Repository files navigation

linux-x64 macos-x64

windows-x64-vs2017 windows-x64-vs2019

qemu-aarch64 qemu-riscv64

introduction

fp256 is an efficient library implemented in C and assembly for 256 bit integer arithmetic.

It supports Windows, Linux and Macosx on x86_64 and arm64 processor, and can be compiled with MSVC, mingw-w64, gcc and clang.

implementation

  • Use 4×64bit to represent 256 bit integer.

  • Leveled api :
    low level api operates directly on integer array, most low level api are specific for 256 bit integer, there are also a few api for arbitrary length array.
    high level api operates on 256 bit integer.

  • Most low level arithmetic are implemented in assembly, including add, mul, u256 mul, div, shift, exgcd, mont mul, etc, they are very efficient and (maybe)well commented, see ll/x64, ll/aarch64 and ll/riscv64.

compilation

$ mkdir build
$ cd build
$ cmake ..
$ make -j
$ make test

Or cross compilation (cmake toolchain files are here):

$ mkdir build
$ cd build
$ cmake -DCMAKE_TOOLCHAIN_FILE=../cmake/toolchain/aarch64-linux-gcc.cmake ..
$ make -j

configuration

-DCMAKE_BUILD_TYPE : possible values are empty, Debug, Release, RelWithDebInfo and MinSizeRel, default is Release.
-DCMAKE_INSTALL_PREFIX : where to install fp256 library, default is /usr/local.
-DBUILD_STATIC : build static library, default is ON.
-DBUILD_SHARED : build shared library, default is ON.
-DUSE_DEV_RANDOM : use /dev/random to get random number, default is OFF(use /dev/urandom).
-DUSE_ASM : use assembly code, default is ON. it can not be turned off since some algorithms have no C implementation to fall back yet.
-DUSE_ASAN : use AddressSanitizer, default is OFF.

TODO

  • Add prime test, modular exponential, square root related, etc.
  • Constant-time implementation of division and exgcd.
  • more tests.

benchmark

Some of benchmark results are listed below. Build and run build/bench/bench to get full result.
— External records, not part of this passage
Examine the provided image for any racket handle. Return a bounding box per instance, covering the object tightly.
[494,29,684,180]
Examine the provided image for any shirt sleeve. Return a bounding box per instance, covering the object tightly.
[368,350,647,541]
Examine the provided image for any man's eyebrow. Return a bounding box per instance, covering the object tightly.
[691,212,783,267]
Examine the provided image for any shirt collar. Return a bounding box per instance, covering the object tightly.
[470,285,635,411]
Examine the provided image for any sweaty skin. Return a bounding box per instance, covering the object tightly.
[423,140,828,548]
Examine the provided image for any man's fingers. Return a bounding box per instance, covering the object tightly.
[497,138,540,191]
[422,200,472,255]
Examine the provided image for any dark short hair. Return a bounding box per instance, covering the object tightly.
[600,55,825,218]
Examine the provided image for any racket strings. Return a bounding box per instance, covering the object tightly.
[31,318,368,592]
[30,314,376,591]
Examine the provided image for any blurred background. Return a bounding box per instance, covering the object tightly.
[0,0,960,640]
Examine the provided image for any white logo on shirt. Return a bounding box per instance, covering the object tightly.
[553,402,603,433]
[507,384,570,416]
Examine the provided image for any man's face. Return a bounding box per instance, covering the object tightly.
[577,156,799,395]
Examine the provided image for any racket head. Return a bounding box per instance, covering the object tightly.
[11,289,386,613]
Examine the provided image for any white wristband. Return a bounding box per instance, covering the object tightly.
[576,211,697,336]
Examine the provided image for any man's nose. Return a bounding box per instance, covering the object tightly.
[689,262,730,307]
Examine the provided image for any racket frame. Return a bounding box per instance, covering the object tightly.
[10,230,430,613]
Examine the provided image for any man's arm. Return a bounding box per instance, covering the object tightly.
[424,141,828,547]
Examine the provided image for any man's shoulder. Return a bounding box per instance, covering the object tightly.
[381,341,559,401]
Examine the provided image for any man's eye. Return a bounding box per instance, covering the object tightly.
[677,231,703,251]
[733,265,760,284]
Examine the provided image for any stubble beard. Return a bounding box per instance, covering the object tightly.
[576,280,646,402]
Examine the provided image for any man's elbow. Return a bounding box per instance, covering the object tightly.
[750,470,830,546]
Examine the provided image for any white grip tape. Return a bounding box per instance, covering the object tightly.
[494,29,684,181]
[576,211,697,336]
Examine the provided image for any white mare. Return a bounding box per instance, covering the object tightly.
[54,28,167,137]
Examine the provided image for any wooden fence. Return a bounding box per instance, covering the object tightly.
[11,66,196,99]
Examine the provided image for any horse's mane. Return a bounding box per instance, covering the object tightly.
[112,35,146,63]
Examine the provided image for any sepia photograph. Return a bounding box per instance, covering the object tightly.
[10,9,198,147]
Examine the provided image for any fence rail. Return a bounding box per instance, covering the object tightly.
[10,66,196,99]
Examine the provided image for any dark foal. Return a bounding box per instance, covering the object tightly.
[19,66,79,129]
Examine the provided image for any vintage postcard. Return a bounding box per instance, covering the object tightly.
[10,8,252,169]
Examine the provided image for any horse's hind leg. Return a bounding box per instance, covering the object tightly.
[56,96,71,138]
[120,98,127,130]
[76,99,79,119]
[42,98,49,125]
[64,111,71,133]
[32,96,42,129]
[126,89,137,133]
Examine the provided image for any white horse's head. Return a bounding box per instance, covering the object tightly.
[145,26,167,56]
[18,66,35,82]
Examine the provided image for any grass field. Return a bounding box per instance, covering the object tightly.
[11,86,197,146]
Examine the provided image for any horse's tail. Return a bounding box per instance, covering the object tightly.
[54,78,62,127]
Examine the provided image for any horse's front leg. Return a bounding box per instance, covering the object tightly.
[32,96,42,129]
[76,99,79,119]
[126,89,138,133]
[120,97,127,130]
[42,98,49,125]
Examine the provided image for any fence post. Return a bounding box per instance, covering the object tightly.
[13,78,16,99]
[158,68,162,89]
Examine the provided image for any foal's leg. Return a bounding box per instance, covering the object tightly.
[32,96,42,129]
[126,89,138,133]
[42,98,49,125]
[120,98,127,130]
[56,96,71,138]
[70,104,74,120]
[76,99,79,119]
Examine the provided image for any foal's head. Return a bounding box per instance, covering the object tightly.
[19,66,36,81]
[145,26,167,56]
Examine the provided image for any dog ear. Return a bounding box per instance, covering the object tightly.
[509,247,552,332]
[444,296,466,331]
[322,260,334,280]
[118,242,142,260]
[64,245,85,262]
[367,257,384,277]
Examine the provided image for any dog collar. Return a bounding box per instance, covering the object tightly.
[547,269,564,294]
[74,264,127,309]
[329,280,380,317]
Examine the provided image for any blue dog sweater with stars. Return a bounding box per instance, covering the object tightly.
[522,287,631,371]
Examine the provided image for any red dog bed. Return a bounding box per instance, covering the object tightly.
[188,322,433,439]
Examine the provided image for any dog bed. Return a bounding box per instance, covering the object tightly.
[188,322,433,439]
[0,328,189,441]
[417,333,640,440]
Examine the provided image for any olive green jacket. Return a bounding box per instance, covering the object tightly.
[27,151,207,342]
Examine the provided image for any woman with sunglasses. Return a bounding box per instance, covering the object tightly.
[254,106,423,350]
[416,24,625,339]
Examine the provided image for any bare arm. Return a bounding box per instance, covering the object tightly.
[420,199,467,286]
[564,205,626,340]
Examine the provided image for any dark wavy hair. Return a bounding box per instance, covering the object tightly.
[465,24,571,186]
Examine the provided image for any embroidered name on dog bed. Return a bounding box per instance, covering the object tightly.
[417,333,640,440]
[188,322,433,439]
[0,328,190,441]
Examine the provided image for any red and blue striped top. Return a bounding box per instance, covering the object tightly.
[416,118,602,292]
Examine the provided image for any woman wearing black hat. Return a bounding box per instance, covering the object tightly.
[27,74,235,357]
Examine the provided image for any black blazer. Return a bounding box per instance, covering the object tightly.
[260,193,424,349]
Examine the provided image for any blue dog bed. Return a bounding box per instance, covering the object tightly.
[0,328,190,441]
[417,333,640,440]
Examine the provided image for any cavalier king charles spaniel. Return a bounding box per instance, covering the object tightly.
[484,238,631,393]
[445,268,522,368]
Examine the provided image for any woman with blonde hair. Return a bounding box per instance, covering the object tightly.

AMD Ryzen 5 4600U 2.1GHz, Ubuntu 20.04 LTS, gcc-9.3.0

arithmetic(256 bit) cycles / op op / s
naive div 428 4890000
gcd 3784 554000
mod add 330 6340000
mod sqr 491 4260000
mod mul 509 4110000
mod inv 4628 453000
mod exp 17000 123000
mont mul 130 16000000
mont sqr 117 17800000

license

Apache 2.0